Por la ribera del Tajo
La historia de Lisboa crece en las orillas del Tajo. Aquí están dos de sus monumentos emblemáticos, Torre de Belém y Monasterio de los Jerónimos. Ambos Patrimonio Mundial, son exponentes máximos de belleza y del estilo manuelino que evoca los Descubrimientos portugueses. Aquí también se encuentran los Museos de Arqueología, de la Marina y el Planetario, para abstraerse del mar y centrarse en el cielo. Muy cerca queda el Centro Cultural de Belém, donde se puede descansar en una agradable terraza con vistas al río. Pasando el túnel, está el Padrão de los Descubrimientos donde admirar la Rosa de los Vientos del suelo, con el azul del Tajo como fondo. Un poco más adelante se encuentra el Palacio del Presidente de la República.
Siguiendo hacia oriente, se llega a la Doca de Santos, muy animada con terrazas y restaurantes. En las estaciones marítimas de Alcântara y Rocha Conde de Óbidos hay bonitos paneles modernistas, abundando en la zona agradables locales para comer o simplemente tomar una copa y disfrutar del ambiente junto al río.
Después está uno de los espacios más bonitos de la ciudad, la Plaza del Comercio, donde confluyen las calles iluministas de la Baixa lisboeta. Hay que detenerse y admirar los edificios y las pendientes de los barrios medievales de la ciudad, que desembocan aquí.

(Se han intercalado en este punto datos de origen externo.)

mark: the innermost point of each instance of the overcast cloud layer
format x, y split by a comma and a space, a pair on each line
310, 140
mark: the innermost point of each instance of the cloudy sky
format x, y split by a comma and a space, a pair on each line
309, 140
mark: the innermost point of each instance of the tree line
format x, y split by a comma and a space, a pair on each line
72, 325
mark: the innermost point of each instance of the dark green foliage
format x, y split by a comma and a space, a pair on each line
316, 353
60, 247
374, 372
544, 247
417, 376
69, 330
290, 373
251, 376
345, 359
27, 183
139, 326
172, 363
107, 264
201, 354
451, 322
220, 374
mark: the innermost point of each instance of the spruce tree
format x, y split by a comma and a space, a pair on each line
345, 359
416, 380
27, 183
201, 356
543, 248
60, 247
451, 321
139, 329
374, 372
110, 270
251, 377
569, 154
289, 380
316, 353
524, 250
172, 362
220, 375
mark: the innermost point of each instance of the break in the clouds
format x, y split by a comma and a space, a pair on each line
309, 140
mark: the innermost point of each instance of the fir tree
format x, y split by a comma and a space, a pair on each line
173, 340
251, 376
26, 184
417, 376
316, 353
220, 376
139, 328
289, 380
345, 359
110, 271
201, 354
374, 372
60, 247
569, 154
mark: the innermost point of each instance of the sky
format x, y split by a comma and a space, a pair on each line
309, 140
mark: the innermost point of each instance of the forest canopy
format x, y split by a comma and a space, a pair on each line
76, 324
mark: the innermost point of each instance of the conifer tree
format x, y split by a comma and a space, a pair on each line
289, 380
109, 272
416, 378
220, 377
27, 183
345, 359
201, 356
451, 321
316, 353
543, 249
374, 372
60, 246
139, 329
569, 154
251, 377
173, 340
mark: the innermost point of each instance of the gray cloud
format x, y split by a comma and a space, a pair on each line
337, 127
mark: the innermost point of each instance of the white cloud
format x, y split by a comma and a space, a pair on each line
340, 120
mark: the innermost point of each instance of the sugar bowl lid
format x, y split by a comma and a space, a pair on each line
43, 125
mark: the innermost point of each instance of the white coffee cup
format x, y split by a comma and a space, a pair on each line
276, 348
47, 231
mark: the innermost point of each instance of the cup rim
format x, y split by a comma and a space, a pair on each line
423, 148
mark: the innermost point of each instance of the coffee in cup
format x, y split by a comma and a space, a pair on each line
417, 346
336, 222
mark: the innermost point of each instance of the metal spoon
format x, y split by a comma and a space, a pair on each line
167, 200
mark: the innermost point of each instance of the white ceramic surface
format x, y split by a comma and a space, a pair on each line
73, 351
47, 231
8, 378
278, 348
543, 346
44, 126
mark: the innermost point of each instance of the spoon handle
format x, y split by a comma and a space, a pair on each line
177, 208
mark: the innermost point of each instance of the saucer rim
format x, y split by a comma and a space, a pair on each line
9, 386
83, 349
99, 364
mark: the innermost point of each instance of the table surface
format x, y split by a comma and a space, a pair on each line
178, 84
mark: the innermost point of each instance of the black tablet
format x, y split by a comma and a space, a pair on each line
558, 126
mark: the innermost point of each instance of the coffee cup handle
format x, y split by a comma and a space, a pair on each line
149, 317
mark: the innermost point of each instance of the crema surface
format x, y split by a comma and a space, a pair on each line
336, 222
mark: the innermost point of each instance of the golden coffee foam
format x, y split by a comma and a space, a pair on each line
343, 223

Finalmente, en la zona más oriental de la ciudad está el famoso Parque de las Naciones, espacio en el que se realizó la Exposición Mundial de 1998, hoy una excelente área de recreo, terrazas y un conjunto variado de servicios. Es una zona excelente para pasear a pie, en bicicleta, en monopatín, para dedicar unos momentos a la cultura y al ocio.